Exam 1

1. Question

   It is suspected that a supplier systematically underfills 5 l canisters of detergent. The filled volumes are assumed to be normally distributed. A small sample of $13$ canisters is measured exactly. This shows that the canisters contain on average $4948.1$ ml.
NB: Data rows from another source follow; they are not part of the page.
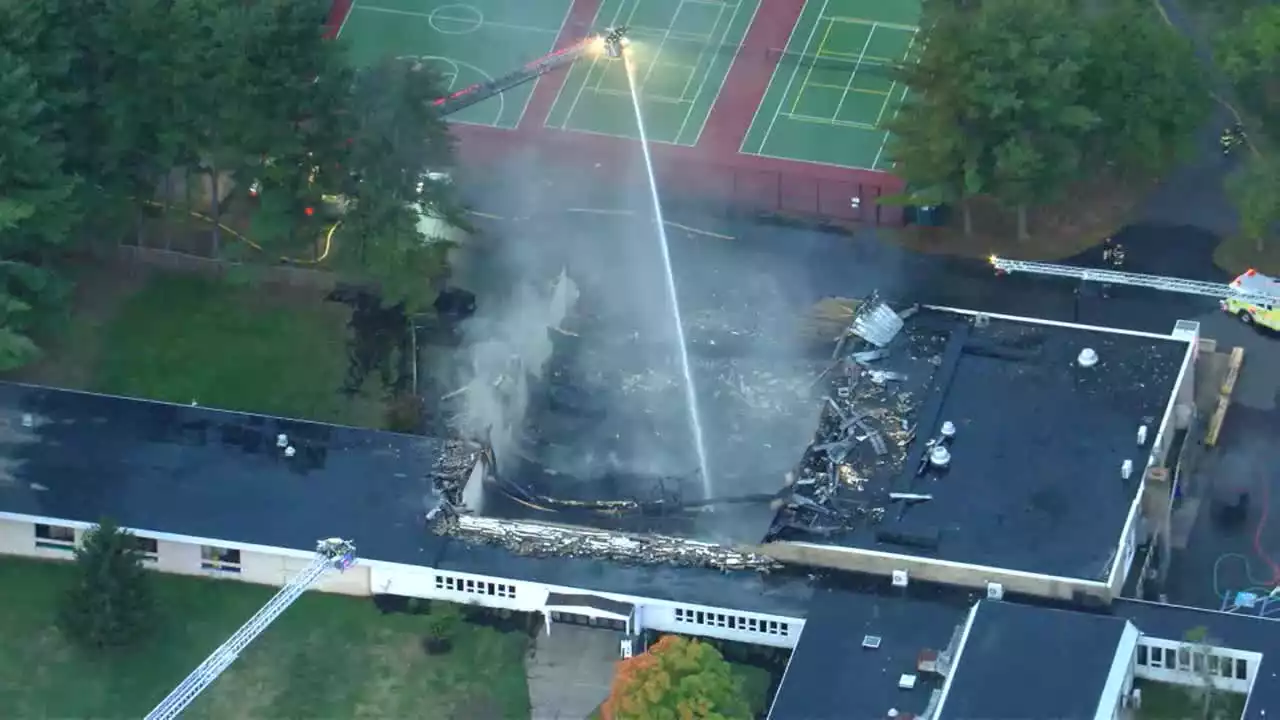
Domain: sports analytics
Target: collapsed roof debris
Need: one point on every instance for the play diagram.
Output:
(551, 541)
(871, 392)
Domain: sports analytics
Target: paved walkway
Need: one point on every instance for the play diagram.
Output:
(570, 671)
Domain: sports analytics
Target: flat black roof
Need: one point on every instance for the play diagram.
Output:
(1022, 662)
(1033, 481)
(215, 474)
(833, 675)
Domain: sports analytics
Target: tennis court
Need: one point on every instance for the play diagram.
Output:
(466, 42)
(832, 89)
(682, 50)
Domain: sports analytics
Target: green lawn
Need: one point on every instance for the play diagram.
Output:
(328, 656)
(179, 337)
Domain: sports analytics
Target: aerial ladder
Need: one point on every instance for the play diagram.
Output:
(1220, 291)
(608, 44)
(333, 554)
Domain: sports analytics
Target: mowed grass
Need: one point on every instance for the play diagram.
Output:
(182, 338)
(327, 657)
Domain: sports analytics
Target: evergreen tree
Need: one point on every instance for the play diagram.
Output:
(112, 602)
(36, 214)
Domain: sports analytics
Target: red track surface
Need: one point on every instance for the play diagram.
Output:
(713, 169)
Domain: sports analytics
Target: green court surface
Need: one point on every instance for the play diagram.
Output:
(832, 89)
(682, 51)
(466, 42)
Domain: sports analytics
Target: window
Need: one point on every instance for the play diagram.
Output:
(731, 621)
(55, 537)
(149, 547)
(475, 587)
(219, 559)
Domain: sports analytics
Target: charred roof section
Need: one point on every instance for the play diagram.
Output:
(984, 441)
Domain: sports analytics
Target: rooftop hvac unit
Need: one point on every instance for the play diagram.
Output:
(876, 322)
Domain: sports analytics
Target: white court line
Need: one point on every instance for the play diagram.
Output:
(894, 85)
(786, 91)
(429, 16)
(707, 73)
(737, 53)
(886, 26)
(810, 162)
(666, 36)
(900, 100)
(819, 121)
(648, 98)
(586, 78)
(853, 74)
(568, 10)
(707, 44)
(351, 10)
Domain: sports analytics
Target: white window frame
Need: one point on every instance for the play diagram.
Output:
(54, 537)
(213, 557)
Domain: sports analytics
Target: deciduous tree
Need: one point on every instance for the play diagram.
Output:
(112, 602)
(676, 679)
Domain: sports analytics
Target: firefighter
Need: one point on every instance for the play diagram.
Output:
(1232, 139)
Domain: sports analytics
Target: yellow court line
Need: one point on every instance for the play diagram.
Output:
(842, 89)
(808, 73)
(876, 23)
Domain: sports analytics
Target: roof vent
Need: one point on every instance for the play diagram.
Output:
(940, 456)
(876, 322)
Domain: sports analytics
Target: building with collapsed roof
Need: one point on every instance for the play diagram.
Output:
(890, 573)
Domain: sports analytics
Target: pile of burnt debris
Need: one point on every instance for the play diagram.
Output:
(881, 370)
(539, 540)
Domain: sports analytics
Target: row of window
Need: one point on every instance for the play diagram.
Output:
(1192, 661)
(474, 587)
(56, 537)
(732, 621)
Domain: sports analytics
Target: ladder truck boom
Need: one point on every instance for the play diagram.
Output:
(330, 554)
(1137, 279)
(608, 42)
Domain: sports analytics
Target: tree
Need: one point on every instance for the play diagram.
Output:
(1248, 54)
(676, 679)
(1147, 86)
(36, 214)
(400, 155)
(112, 602)
(1255, 190)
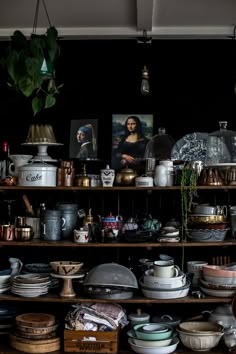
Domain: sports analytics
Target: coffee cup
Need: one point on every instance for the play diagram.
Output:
(165, 269)
(81, 236)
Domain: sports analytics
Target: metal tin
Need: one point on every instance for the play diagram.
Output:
(37, 175)
(144, 181)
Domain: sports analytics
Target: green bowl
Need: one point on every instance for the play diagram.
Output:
(149, 335)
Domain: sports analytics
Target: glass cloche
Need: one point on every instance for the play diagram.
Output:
(221, 146)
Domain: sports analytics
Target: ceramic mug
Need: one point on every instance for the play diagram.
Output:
(81, 236)
(165, 269)
(15, 265)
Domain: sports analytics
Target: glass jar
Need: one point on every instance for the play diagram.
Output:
(221, 146)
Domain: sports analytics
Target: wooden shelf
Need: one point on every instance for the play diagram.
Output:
(55, 298)
(66, 243)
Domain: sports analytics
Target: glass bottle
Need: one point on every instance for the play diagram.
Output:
(220, 146)
(4, 160)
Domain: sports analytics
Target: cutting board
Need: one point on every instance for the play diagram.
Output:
(35, 319)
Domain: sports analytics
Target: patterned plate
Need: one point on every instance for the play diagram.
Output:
(192, 147)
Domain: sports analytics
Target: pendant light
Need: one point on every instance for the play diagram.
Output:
(145, 84)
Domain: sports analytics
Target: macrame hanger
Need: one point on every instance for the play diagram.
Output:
(37, 14)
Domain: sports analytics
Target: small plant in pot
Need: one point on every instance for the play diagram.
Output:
(30, 65)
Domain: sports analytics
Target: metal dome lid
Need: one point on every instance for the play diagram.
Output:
(111, 274)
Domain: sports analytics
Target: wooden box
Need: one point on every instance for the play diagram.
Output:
(91, 341)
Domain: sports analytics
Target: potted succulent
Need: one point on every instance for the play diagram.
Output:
(30, 65)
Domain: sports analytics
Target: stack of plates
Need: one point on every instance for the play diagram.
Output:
(30, 285)
(7, 318)
(5, 283)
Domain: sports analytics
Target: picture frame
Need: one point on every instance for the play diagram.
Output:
(135, 149)
(83, 139)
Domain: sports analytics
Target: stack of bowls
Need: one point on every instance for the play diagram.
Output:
(152, 338)
(164, 287)
(207, 224)
(200, 336)
(219, 281)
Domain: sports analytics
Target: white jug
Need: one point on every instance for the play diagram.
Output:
(18, 160)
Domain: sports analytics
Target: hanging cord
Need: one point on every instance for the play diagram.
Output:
(37, 14)
(36, 17)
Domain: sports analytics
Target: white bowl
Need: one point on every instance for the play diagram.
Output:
(165, 293)
(167, 283)
(154, 350)
(199, 341)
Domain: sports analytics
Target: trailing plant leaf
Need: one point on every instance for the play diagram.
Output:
(30, 65)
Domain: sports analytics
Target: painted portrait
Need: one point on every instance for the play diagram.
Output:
(130, 135)
(83, 139)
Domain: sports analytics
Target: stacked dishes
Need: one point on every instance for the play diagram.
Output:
(200, 336)
(7, 318)
(152, 338)
(219, 281)
(164, 287)
(207, 224)
(30, 285)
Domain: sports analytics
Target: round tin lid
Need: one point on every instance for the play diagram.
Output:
(37, 166)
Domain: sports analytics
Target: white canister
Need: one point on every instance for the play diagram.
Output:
(37, 175)
(160, 178)
(169, 170)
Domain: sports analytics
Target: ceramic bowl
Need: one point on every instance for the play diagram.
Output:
(154, 350)
(149, 343)
(152, 335)
(66, 267)
(201, 339)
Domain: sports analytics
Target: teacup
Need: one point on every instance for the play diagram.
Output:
(81, 236)
(15, 265)
(165, 269)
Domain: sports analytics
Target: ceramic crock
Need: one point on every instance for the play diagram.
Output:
(37, 175)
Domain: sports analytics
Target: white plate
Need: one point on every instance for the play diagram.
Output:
(192, 147)
(153, 350)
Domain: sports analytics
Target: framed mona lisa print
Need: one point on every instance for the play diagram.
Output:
(130, 135)
(83, 139)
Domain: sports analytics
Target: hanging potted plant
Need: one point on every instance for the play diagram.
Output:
(30, 65)
(188, 185)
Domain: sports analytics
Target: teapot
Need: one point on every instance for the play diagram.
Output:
(111, 226)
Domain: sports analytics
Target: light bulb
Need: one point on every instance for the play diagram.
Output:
(145, 87)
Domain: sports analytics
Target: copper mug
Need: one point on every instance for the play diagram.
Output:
(7, 232)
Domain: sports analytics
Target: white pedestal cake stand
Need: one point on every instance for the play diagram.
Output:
(42, 151)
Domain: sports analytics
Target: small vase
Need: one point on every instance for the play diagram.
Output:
(107, 176)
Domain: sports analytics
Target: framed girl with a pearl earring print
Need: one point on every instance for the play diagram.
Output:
(83, 139)
(130, 135)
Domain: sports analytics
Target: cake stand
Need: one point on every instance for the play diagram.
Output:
(42, 151)
(67, 289)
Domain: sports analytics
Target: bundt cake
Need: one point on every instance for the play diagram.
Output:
(40, 133)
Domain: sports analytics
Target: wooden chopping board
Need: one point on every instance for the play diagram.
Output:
(35, 319)
(34, 345)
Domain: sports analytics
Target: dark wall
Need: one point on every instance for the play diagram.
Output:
(192, 88)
The sample variance $s_{n-1}^2$ is equal to $352.1$.
   Determine a $95\%$ confidence interval for the average content of a canister (in ml).
   
   
   1. What is the lower confidence bound?
   2. What is the upper confidence bound?
   
   

   Solution

   The $95\%$ confidence interval for the average content $\mathit{\mu }$ in ml is given by:
   

   ${\displaystyle \begin{array}{ccc}\multicolumn{1}{c}{}& \hfill & [\bar{y}\hspace{0.5em}-\hspace{0.5em}{t}_{n-1;0.975}\sqrt{\frac{s_{n-1}^2}{n}},\mathrm{\hspace{0.5em}\hspace{0.5em}}\bar{y}\hspace{0.5em}+\hspace{0.5em}{t}_{n-1;0.975}\sqrt{\frac{s_{n-1}^2}{n}}]\hfill \\ \multicolumn{1}{c}{}& =\hfill & [4948.1\hspace{0.5em}-\hspace{0.5em}2.1788\sqrt{\frac{352.1}{13}},\mathrm{\hspace{0.5em}\hspace{0.5em}}4948.1\hspace{0.5em}+\hspace{0.5em}2.1788\sqrt{\frac{352.1}{13}}]\hfill \\ \multicolumn{1}{c}{}& =\hfill & [4936.761,\hspace{0.5em}4959.439].\hfill \end{array}}$

   
   
   
   
   1. The lower confidence bound is $4936.761$.
   2. The upper confidence bound is $4959.439$.